Analysis by Moody’s suggests that a 75 per cent reduction in repairs and maintenance costs for rated HAs in the 2021 financial year would absorb £1.1bn in arrears and bad debts, or 14 per cent of expected social housing letting income.
It said that while deferring maintenance would be likely to lead to statutory non-compliance and repairs backlogs, it expects the Regulator of Social Housing to be flexible under the circumstances.
Moody’s said that the postponement of development programmes would also bolster HAs’ liquidity positions.

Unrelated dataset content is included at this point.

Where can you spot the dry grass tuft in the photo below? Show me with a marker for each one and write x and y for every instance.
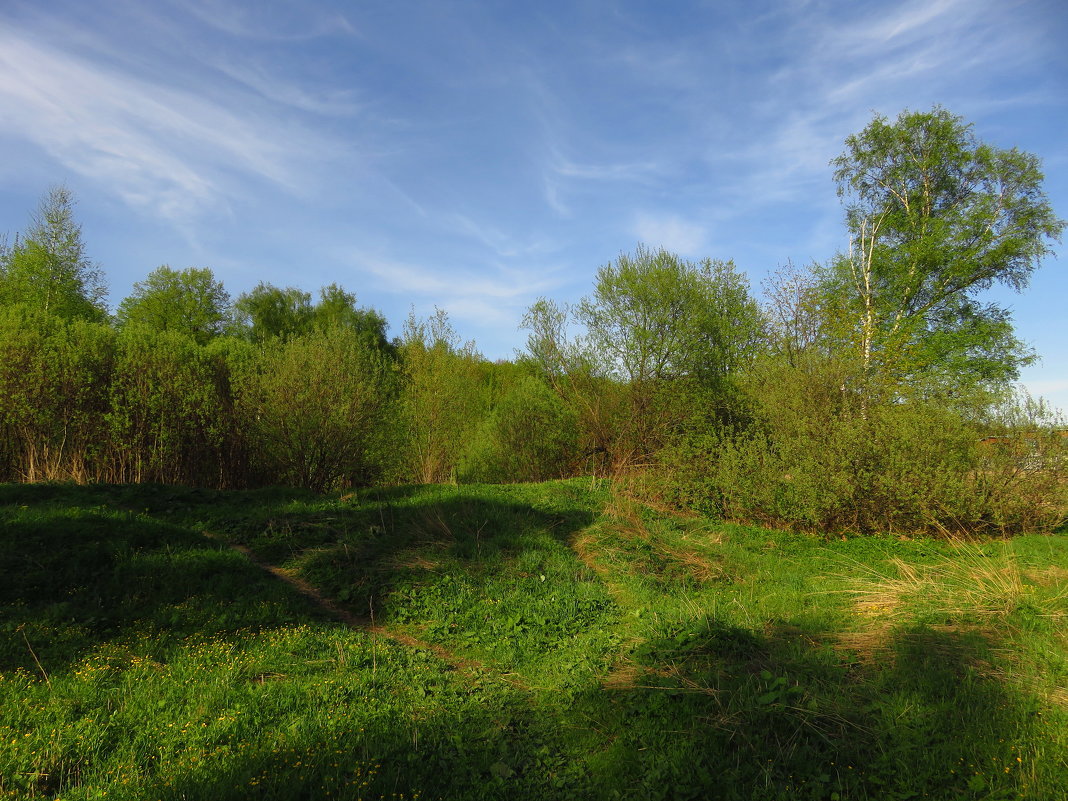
(967, 584)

It said: “Given the spread of the coronavirus, most rated HAs have temporarily halted the majority of their development programmes and are evaluating uncommitted and non-contracted development schemes. This will reduce their forecast net capital expenditure in fiscal 2021, consequently freeing up liquidity that would otherwise have been allocated for delivering new units.
“HAs will be able to redirect these funds towards mitigating the adverse effects of the coronavirus, which include lower forecast rental income from planned new homes, growing rent arrears as unemployment rises among tenants, and lower market sales due to reduced sales activity and a bearish housing market.”
Moody’s said hindered sales activity and dampened prices would mean lower market sales receipts than had been forecast. It said that unsold market sale units would result in a rise in impairments, and potentially
lower surpluses in fiscal 2021.
While HAs with a large stock of unsold properties could mitigate the impact of impairments by changing the tenure to rented homes, or undertaking a bulk sale, either of these approaches “would generate lower-than-expected cash flows”, it noted.
Moody’s said that rated HAs have sufficient liquidity at present to cover a median of 1.52x their forecast spending needs over the next two years. It cited “strong internal governance and treasury management policies”, as well as previous efforts by the majority of rated HAs to secure funding and credit lines ahead of Brexit.
A new government scheme, the ‘Covid Corporate Financing Facility’ (CCFF), would also further strengthen the liquidity positions of HAs that qualify, it said, adding that “so far, some HAs have qualified for CCFF”.
The update from Moody’s comes after Fitch last week moved four HAs to a negative outlook following its decision to downgrade the UK sovereign rating.
A2Dominion, Great Places, Hyde and L&Q all saw their outlook move downwards on 1 April, but remained on A+ ratings.
However, in a fuller update later the same day, Fitch said it does not expect any immediate negative rating actions due to the near-term impact of the coronavirus outbreak on most of the sectors it covers, including public transport, healthcare/NHS, higher education, social housing and local authorities.
Standard & Poor’s has said it will be taking a case-by-case approach to HAs and the potential impact of coronavirus, considering factors such as the location of properties, type of tenant base and exposure to sales or care activities.